I stand corrected. Except... I still don't see why the presence of heroic aspects - and Dune was specifically about a superhero / messiah - means it can't be sf. To me, sf is rationalist and figment in a sf text is open is open to explanation (by the inhabitants of the invented setting or by real-world science). In a fantasy, that's not the case - the figments are fantastic, and presented as such with no explanation possible.

Charles said...

If you think I'm saying that Dune isn't SF, you need to re-read my essay.

There are various definitions of what is science fiction and what is fantasy and I don't the comments section is the place to discuss it (it's an essay in itself).

However, romance has typically been the arena of fantasy, heroic fantasy in particular. Many soft science fiction like Star Wars or Burrough's Mars or Venus series has been viewed as more fantasy than science fiction for precisely the same reasons.

Ian Sales said...

You wrote "why more often than not, I'll classify Dune more a fantasy than science fiction". I see the two genres as independent, except in cases where the author has knowingly created a mash-up of the two.

Granted that there are as many definitions of sf as there are readers of sf... but I'm still puzzled by your assertion that because high fantasies are typically heroic quests, and Dune features a protagonist with superhuman powers, that this makes Dune "more a fantasy than science fiction".

Charles said...

I'm saying Dune has heroic fantasy elements--not superhuman powers--hence it being more akin to fantasy than science fiction.

Ian Sales said...

Yes, yes. But what are those elements in Dune? And why do they make it "more akin to fantasy"? Is it merely their presence in the book?

Charles said...

It's mentioned in my first paragraph.

Ian Sales said...

Ah. I was expecting structural elements, not items from the background. But it seems to me you're arguing that Dune is like Star Wars in those aspects, and so Dune must be more like fantasy than sf because Star Wars is fantasy.

Except... fantasy isn't just swords and quests (that's high fantasy), and sf isn't just hard science fiction.

Ian Sales said...

Oh, and the irony of me appearing to stalk* you in your comments hasn't escaped me :-)

(* I'm not, of course.)

Charles said...

Uh, I'm not here to convert you into thinking one genre is another and vice versa.
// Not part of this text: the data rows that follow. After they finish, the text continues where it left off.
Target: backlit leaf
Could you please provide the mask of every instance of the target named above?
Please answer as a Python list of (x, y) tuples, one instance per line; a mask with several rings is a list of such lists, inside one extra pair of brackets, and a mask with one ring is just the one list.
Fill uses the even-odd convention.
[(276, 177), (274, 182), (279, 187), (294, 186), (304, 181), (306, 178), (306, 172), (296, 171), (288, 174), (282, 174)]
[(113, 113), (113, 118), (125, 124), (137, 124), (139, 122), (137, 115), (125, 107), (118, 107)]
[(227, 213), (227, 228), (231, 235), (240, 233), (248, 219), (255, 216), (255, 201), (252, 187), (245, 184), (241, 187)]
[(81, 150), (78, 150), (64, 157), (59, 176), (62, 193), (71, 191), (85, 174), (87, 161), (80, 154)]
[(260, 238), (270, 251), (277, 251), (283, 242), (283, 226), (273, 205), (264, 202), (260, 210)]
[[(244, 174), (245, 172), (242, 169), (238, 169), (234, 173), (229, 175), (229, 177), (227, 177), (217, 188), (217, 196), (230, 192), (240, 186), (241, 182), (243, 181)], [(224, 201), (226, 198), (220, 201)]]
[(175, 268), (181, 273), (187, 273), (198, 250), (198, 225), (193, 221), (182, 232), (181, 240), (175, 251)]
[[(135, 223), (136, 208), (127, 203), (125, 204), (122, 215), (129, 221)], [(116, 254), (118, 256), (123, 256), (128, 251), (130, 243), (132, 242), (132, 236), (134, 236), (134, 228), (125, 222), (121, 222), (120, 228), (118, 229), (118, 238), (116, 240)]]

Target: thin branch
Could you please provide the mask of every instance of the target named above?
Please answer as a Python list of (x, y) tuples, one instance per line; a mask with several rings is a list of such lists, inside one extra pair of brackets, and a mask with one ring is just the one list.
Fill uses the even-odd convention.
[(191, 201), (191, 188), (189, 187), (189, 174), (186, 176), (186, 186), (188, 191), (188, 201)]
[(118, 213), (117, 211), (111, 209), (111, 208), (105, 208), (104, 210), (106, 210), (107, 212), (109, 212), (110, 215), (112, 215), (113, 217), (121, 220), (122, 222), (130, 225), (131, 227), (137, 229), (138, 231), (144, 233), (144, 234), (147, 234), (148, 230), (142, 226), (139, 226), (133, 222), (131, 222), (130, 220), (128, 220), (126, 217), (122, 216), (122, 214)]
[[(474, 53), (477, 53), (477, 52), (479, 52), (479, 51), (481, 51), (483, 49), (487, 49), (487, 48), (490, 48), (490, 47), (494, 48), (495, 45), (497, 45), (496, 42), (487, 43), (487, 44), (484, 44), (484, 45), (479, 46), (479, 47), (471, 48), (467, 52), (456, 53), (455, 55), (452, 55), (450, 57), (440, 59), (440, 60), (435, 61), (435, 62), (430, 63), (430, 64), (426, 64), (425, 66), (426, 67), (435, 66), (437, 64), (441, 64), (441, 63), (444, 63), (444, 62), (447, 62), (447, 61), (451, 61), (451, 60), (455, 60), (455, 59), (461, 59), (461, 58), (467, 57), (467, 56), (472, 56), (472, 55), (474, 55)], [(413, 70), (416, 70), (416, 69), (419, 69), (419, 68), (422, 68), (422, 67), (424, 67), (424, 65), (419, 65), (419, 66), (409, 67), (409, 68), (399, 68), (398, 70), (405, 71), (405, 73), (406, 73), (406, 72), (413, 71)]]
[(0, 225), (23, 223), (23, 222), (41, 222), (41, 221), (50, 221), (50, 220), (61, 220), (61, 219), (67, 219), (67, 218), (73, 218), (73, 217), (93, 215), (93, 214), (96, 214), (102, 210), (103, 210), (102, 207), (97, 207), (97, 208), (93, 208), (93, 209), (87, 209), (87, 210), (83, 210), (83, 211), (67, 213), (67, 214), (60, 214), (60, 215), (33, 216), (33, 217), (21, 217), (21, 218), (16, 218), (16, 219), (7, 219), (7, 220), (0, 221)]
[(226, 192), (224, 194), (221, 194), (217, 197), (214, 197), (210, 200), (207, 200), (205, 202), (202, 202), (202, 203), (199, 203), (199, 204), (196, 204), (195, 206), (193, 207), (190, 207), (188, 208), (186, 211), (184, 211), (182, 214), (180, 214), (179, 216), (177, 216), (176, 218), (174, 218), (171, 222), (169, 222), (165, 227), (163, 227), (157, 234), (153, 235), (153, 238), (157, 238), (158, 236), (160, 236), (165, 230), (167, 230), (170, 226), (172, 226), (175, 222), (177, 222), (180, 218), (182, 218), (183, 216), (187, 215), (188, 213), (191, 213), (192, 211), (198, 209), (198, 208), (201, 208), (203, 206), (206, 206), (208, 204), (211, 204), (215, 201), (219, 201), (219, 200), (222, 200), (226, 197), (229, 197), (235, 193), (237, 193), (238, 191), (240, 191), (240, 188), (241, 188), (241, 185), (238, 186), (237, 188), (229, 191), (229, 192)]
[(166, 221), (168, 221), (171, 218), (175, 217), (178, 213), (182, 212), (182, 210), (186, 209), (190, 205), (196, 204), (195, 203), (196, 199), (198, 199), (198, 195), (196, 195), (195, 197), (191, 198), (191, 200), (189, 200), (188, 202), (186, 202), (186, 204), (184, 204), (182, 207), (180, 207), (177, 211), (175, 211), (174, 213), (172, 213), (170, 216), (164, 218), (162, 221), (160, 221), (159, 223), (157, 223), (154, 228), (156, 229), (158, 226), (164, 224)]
And it's not the first time that one genre overlaps and fans debate whether it belongs to one side or another (i.e. Pern).

Suffice to say, here's my question for you. Is Star Wars scifi for you? If yes, then me explaining how Dune has fantasy elements is moot. If no, then there's some common ground as to why I think Dune is quasi-fantastical.

But as I stated in my essay, Dune is quite science fiction. And I think the appeal of the original Dune novel is that it easily fits both "genres" (I'm not a firm believer in classification of genres as paradoxical as that might sound). There are structural elements that mark it as fantasy as well but uh, I just noted down the elements that mark it as scifi and it's around 2,000 words. Enumerating its fantasy elements will take as long and I'm sorry, if you think I'm copping out, that's fine but I honestly don't have the time nor the energy to tackle that right now.

But I do think the "double genre" application of the original Dune novel is what's responsible for its popularity and why many foresee the sequels as inferior to the original novel.